ZIO15004 - Editorial

Editorialist: Anubhav Dhar

Problem link: ZIO 2015 Problem 4

Quick Explanation:

  • We can use a dynamic programming approach to solve this problem.

  • We define dp[i][j] to be the maximum number of flights taken among the first j flights of the sequence, starting from airport 0 and ending at the i-th airport.

  • For calculating dp[i][j], for all i, j ; we consider two cases and take the maximum of the two:

    • We didn’t take the j-th flight, so we must be staying at the i-th airport. So the maximum number of flights taken till now is dp[i][j-1].

    • We took the j-th flight and landed in airport i. So for example if the j-th flight is of the type ‘c’, then we will consider all airports k, such that there is a type ‘c’ flight from airport k to airport i . So the answer should be \max\limits_{k}{(dp[k][j-1]+1)}, where there is a flight from airport k to airport i of the type ‘c’.

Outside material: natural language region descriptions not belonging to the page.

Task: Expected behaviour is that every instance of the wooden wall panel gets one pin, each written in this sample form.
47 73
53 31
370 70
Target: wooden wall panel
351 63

  • The final answer will be dp[2][Number\_of\_Flights]
    (Note that Number\_of\_Flights = 15 for all subtasks), since we must end our journey at airport 2.

Explanation:

This question is based on dynamic programming, but it is not essential to be familiar with dynamic programming beforehand to solve this problem.

Let dp[i][j], denote the maximum number of flights taken among the first j flights starting from airport 0 and ending at the i-th airport; 0 ≤ i ≤ 4 and 0 ≤ j ≤ Number\_of\_Flights = 15.

So, to initialize, we set dp[i][0] = 0 if i = 0, dp[i][0] = −∞ otherwise (since we cannot possibly reach other airports taking zero flights from airport 0, so we would like to ignore these cases. Later we will see that we are interested in only the maximum of some values, so setting these to −∞ will implicitly ignore these).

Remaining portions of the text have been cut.